We've had memory leak issues for a while that will eventually push our publishers into 100% GC after a week or two. Up until now we've just been ignoring them because it's easier to restart the publisher but i would like to really understand how to troubleshoot this. We have a heap dump but what i'm seeing doesn't seem that helpful. All of the classes it references are framework classes, so i'm not sure how to proceed in finding the actual cause of the leak in our code. Below is the main leak suspect "HttpListener" loaded by "BundleWiringImpl" -
There are hundreds of these instances, each with a URL that is called by the end user. The below example is a keepalive call to a static html page, so none of our custom code should even be running.
Does anyone have suggestions on how to proceed here? Every time we take a heap dump the problem suspects are from "org.apache.felix.framework.BundleWiringImpl$BundleClassLoaderJava", "com.day.j2ee.servletengine.HttpListener", and "com.day.j2ee.servletengine.ServletHandlerImpl".
We are still on 5.6.1
Solved! Go to Solution.
Thanks for that, i did read through those earlier but they seem to end about where i am now. The examples i've found all have obvious leak suspects, such as a custom class, so i'm not sure how to handle the leak suspects being part of CQ's framework classes. It just seems like all HTTP/Servlet calls are causing memory leaks.
It is obvious from the screenshot you have uploaded.
Closetion.123I.html and ic_kal.html seem to be retaining a lot of heap space. it's likely these requests are getting stuck. you might also want to verify the underlying page component.
there are several online documents that you can refer to for analyzing heap dumps. the one below has helped me numerous times in resolving memory leak issues. hopefully it would serve you the same.
I'll take a look at that document, thanks.
For ic_kal.html, it is literally an html file stored under /content with - "<html><body>OK</body></html>", so there is no template or underlying page component that i'm aware of. That's why i chose this as an example, because it shouldn't be doing any processing besides serving the doc. However, i'm guessing if there are other pages causing issues this one could have just been caught after we were already at 100% GC
Hm, that's definitely a possibility because we do connect to multiple other systems. What did you see that led you to that conclusion?

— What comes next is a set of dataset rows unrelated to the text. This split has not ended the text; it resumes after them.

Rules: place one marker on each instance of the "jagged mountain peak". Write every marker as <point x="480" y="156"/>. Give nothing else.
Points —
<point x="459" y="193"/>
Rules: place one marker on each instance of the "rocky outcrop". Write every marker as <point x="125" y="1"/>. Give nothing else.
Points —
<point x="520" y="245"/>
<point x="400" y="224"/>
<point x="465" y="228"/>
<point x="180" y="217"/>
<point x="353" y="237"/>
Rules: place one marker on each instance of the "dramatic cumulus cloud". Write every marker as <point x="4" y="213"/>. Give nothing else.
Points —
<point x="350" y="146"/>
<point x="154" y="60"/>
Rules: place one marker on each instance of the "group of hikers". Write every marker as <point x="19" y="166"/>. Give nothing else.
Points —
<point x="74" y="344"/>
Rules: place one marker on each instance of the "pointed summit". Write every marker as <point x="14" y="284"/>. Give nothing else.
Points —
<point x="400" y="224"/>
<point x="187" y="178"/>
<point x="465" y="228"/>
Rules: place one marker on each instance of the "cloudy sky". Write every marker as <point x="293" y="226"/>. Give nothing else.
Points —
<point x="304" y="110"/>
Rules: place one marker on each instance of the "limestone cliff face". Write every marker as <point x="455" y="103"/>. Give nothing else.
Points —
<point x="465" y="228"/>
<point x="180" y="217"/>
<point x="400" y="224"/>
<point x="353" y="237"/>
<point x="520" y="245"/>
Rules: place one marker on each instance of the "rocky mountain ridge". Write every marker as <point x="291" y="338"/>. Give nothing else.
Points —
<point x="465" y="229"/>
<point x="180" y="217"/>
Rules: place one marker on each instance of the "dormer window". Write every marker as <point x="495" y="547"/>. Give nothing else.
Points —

http thread not released & it can be external connection most of time. Also based on experience since we have many backend integration with other legacy system line number & class are familiar. If you can send heap dump easy to figure out culprit. Problem is heap dump will have all the data including some of your security environment info & hence not good idea to discuss on open forums.
I agree, external connection could be an issue here since Sling does return back HTTP to the thread pool. One quicker way to know all this will be taking 20 thread dumps every 500ms and then going through those which are running or in waiting state. Hopefully you will get something interesting there. However one thing I would like to know- what is the thread pool size configured in this server?

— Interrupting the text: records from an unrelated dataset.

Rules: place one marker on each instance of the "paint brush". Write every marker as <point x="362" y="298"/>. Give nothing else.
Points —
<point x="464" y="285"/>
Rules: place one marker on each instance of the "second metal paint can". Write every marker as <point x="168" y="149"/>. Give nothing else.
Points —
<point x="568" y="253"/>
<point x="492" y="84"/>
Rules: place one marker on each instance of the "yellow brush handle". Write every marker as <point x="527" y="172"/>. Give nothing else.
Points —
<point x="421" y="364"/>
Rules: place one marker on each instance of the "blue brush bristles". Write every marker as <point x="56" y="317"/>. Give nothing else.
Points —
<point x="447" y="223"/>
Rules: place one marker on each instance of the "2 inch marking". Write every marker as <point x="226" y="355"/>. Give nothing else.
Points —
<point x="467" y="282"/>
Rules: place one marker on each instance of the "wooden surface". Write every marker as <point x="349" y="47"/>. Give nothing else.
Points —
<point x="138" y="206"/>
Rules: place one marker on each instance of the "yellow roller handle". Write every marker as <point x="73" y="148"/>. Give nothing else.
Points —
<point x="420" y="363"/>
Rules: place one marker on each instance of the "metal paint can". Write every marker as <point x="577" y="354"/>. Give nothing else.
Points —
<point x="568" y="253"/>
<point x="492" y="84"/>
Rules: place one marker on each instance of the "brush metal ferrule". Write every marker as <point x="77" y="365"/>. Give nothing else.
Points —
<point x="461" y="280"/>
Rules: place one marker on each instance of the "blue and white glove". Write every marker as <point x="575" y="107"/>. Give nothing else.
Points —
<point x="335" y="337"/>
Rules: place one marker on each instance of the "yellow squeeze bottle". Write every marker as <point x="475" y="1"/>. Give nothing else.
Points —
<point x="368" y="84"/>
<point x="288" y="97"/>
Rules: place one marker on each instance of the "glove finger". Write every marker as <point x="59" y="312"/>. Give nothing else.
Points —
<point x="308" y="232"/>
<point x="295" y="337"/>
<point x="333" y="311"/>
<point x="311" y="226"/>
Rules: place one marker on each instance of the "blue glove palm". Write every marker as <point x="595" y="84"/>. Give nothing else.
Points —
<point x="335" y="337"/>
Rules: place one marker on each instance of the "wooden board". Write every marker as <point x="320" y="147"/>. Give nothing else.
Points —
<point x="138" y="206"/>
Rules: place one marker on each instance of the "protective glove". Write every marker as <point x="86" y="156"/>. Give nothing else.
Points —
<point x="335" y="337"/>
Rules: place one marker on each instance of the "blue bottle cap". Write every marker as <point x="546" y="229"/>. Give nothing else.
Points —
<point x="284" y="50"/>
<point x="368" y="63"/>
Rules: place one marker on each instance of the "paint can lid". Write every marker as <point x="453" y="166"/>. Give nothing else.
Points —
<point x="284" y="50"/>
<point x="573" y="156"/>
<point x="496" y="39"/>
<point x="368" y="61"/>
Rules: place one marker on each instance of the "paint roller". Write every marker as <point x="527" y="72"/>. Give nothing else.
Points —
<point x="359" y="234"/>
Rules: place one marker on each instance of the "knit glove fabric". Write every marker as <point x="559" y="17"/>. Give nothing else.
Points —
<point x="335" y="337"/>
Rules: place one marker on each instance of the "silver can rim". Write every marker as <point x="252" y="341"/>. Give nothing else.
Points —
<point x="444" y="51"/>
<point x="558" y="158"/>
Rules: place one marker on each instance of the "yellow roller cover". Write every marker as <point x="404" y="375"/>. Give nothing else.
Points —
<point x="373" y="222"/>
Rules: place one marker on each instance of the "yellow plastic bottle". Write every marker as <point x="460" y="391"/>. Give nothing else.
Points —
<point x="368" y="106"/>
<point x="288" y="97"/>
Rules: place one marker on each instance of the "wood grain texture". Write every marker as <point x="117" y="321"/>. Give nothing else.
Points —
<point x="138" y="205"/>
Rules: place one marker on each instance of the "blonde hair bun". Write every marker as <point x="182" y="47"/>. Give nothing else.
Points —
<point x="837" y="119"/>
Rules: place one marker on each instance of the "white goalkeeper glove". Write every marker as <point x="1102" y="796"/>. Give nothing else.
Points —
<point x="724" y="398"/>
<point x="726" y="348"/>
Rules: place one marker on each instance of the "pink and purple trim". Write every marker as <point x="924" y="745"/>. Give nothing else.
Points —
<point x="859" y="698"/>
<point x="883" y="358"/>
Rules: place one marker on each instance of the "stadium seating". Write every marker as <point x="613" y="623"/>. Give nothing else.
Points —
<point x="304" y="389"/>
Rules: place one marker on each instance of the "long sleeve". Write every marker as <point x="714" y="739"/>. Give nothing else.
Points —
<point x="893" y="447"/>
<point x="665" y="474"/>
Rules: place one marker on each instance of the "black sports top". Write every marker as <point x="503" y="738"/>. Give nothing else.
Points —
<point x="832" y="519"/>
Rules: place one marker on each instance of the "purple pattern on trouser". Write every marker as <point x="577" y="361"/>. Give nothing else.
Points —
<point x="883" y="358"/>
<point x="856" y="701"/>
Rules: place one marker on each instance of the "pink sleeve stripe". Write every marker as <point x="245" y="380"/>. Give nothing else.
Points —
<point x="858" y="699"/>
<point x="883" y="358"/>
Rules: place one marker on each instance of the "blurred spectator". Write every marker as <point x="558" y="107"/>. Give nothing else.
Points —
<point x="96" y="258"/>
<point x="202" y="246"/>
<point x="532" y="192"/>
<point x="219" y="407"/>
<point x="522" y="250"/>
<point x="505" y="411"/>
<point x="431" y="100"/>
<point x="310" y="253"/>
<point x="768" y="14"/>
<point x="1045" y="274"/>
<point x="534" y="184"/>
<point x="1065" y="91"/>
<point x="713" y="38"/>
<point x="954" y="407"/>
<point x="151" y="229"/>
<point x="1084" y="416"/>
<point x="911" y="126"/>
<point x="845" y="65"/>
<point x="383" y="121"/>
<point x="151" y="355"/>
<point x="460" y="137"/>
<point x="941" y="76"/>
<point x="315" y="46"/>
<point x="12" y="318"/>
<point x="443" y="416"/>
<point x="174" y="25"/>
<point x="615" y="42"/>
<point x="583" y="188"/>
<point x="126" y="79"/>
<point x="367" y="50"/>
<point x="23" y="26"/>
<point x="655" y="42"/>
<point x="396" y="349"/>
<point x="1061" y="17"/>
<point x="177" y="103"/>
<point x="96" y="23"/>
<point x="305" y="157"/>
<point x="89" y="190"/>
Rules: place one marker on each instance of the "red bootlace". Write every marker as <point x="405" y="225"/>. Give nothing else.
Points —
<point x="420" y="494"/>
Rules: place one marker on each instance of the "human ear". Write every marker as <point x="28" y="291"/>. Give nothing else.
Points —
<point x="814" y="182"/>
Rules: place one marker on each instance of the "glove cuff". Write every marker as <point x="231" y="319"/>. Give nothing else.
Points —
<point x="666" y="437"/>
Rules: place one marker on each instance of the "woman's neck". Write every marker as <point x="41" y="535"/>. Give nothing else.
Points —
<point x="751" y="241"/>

We are also facing similar issues.
Everyday we are seeing publisher 1 or publisher 2 having issues (Major issue is old generation space reached 100% )and due to this admin is just restarting the instances.
Below is the link for head dump analysis.

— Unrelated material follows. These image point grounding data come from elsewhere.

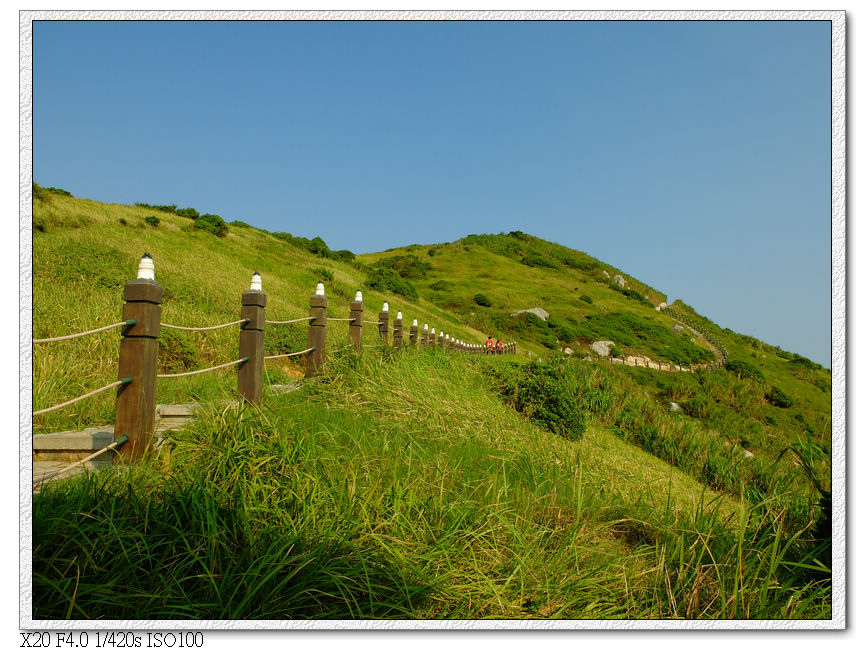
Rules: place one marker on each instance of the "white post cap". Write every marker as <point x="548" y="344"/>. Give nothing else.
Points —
<point x="146" y="270"/>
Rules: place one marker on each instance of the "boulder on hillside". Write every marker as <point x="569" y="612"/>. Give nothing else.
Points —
<point x="543" y="314"/>
<point x="602" y="348"/>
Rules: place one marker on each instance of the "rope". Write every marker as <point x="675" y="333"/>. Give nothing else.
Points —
<point x="113" y="445"/>
<point x="131" y="321"/>
<point x="292" y="354"/>
<point x="286" y="322"/>
<point x="198" y="372"/>
<point x="202" y="329"/>
<point x="127" y="380"/>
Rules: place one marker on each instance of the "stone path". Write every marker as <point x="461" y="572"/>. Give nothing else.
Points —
<point x="55" y="451"/>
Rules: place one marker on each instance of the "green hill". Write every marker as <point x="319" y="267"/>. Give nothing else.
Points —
<point x="421" y="484"/>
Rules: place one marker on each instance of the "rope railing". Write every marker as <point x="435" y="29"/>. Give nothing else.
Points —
<point x="204" y="329"/>
<point x="135" y="407"/>
<point x="114" y="445"/>
<point x="203" y="370"/>
<point x="119" y="382"/>
<point x="291" y="354"/>
<point x="131" y="321"/>
<point x="286" y="322"/>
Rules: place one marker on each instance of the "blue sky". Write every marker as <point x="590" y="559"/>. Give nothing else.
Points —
<point x="693" y="155"/>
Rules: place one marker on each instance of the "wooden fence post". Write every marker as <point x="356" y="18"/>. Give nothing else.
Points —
<point x="355" y="326"/>
<point x="397" y="330"/>
<point x="317" y="331"/>
<point x="250" y="374"/>
<point x="383" y="318"/>
<point x="135" y="412"/>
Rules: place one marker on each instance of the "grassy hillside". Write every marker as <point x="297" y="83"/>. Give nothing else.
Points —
<point x="421" y="484"/>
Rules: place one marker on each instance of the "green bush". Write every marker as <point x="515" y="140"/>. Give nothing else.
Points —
<point x="745" y="370"/>
<point x="189" y="213"/>
<point x="544" y="394"/>
<point x="388" y="281"/>
<point x="213" y="224"/>
<point x="162" y="208"/>
<point x="536" y="259"/>
<point x="409" y="267"/>
<point x="441" y="285"/>
<point x="777" y="397"/>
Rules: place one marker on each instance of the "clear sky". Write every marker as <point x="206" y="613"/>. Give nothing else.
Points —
<point x="694" y="156"/>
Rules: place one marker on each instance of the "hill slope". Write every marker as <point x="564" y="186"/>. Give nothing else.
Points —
<point x="422" y="482"/>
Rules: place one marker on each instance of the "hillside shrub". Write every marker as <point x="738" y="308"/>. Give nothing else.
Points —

This may be the memory issue but we don't have clues in application. Someone please verify link and suggest.
For memory-related issues, you should also take a heap dumps along with thread dumps. The link that you have provided is for thread dumps, not heap dumps.
Follow the link  to see instructions to take heap dumps. Also, review the memory usage here: http://aem-host:port/system/console/memoryusage screen
I suggest you open a Daycare ticket and provide heap dumps, thread dumps, aem logs etc for analysis.